Crystal Coronaries: A Rare Case of Methamphetamine Induced Coronary Thrombosis and Acute Myocardial Infarction

Authors' Affiliations

Koushik Sanku, Department of Internal Medicine, East Tennessee State University, Johnson City, TN Sanskrita Nemalikanti, Department of Internal Medicine, East Tennessee State University, Johnson City, TN Jeetendra Bhagubhai Patel, Department of Cardiology, East Tennessee State University, Johnson City, TN

Location

Culp Center Ballroom

Start Date

4-25-2023 9:00 AM

End Date

4-25-2023 11:00 AM

Poster Number

84

Faculty Sponsor’s Department

Other - please list

Cardiology

Name of Project's Faculty Sponsor

Jeetendra Patel

Classification of First Author

Medical Resident or Clinical Fellow

Competition Type

Competitive

Type

Poster Presentation

Project's Category

Cardiovascular System, Circulatory System, Cardiovascular Disease, Urban Health

Abstract or Artist's Statement

Methamphetamine abuse is a growing global health concern. Cardiovascular disease is the leading cause of death in methamphetamine users because of its significant effects on vasoconstriction, pulmonary hypertension, atherosclerotic plaque formation, cardiac arrhythmias, and cardiomyopathy. Stimulants like methamphetamine and cocaine are known to induce severe coronary vasospasm resulting in angina and myocardial infarction (MI), but MI secondary to methamphetamine-induced coronary thrombosis is rarely reported. A 40-year-old female with medical history of immune thrombocytopenia s/p splenectomy, NSTEMI, tobacco and substance abuse presented to the hospital via EMS in an unresponsive state. Patient was admitted to the hospital 20 days before the current episode with complaints of chest pain and was diagnosed with NSTEMI due to troponin elevation without EKG changes; Echocardiogram at that time showed a left ventricular ejection fraction (LVEF) of 55-60% without any other abnormalities. Coronary angiography at that time was unremarkable except for mild luminal irregularities of the left anterior descending (LAD) artery. The patient’s symptoms resolved and was discharged home with a diagnosis of COVID-induced MI with nonobstructive coronaries.

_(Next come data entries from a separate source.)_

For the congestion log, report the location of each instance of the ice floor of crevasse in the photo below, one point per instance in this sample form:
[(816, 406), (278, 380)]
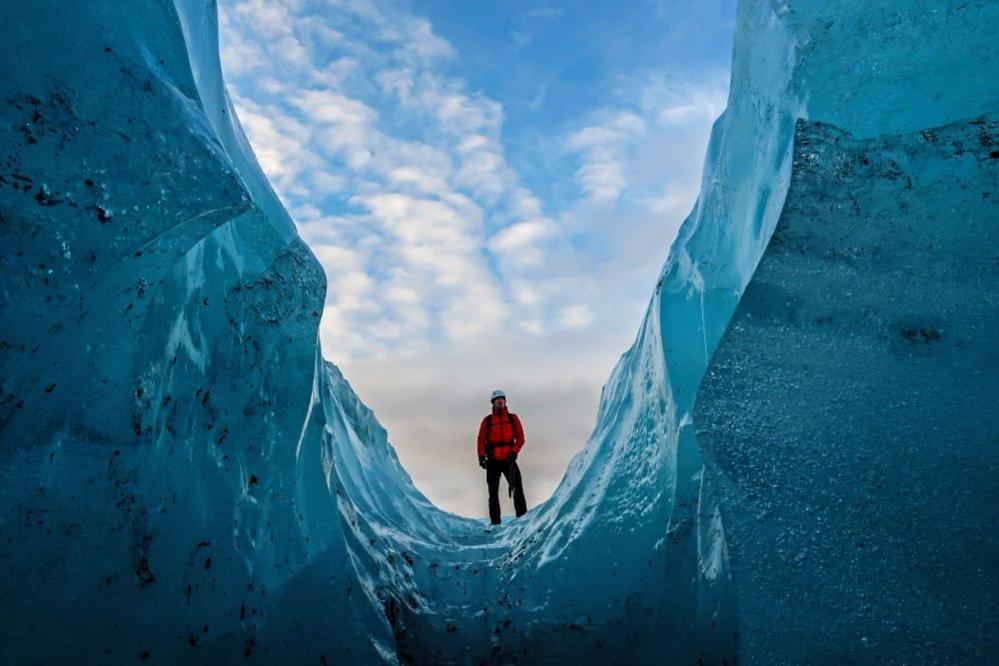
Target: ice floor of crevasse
[(188, 480)]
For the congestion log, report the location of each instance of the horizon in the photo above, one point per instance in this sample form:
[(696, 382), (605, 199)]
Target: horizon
[(484, 187)]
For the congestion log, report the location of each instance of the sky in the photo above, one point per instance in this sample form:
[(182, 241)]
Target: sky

During the current episode, the patient started having crushing substernal chest pain radiating to left shoulder and associated with dizziness. She suffered cardiac arrest on the way to the hospital but was successfully resuscitated. EKG revealed anterior STEMI and the patient was loaded with aspirin. Emergent coronary angiography showed 100% occlusion of proximal LAD, while other coronaries were completely patent without any atherosclerotic plaque. A successful mechanical thrombectomy followed by a 4 x 28 mm drug-eluting stent was placed in the ostial-proximal LAD. TIMI-3 flow was restored and post-intervention troponin peaked at 70. Urine drug screen was positive for amphetamines and benzodiazepines. The echocardiogram showed a reduced LVEF of 30%. Patient was started on dual antiplatelet therapy with aspirin and ticagrelor, rosuvastatin, and low-dose metoprolol tartrate; further guideline-directed medical therapy could not be initiated due to patient’s low blood pressure. Hypercoagulability workup was negative for any abnormalities. As other usual causes were ruled out, the patient was deemed to have methamphetamine-induced coronary thrombosis resulting in myocardial infarction, and cardiomyopathy.

Discussion

Amphetamines are potent sympathomimetic agents that increase the risk of MI through various cardiovascular effects. Elevated serum catecholamines lead to increased heart rate, and blood pressure resulting in increased myocardial oxygen demand, while also inducing coronary vasospasm which can limit myocardial oxygen supply. Furthermore, in-vitro studies have shown amphetamines are prothrombotic as they can induce tissue factor (TF) expression, activate endothelial cells, and inhibit the activity of tissue factor pathway inhibitor (TFPI). They also increase the expression of plasminogen activator inhibitor-1 (PAI-1), a key fibrinolysis suppressant. In contrast to cocaine, amphetamines can induce thrombosis even in a non-inflamed endothelium, affecting even young individuals without atherosclerotic risk factors. These cumulative procoagulant effects may result in coronary artery thrombi as seen in our patient, which combined with other adrenergic effects, poses a significant risk for acute coronary events.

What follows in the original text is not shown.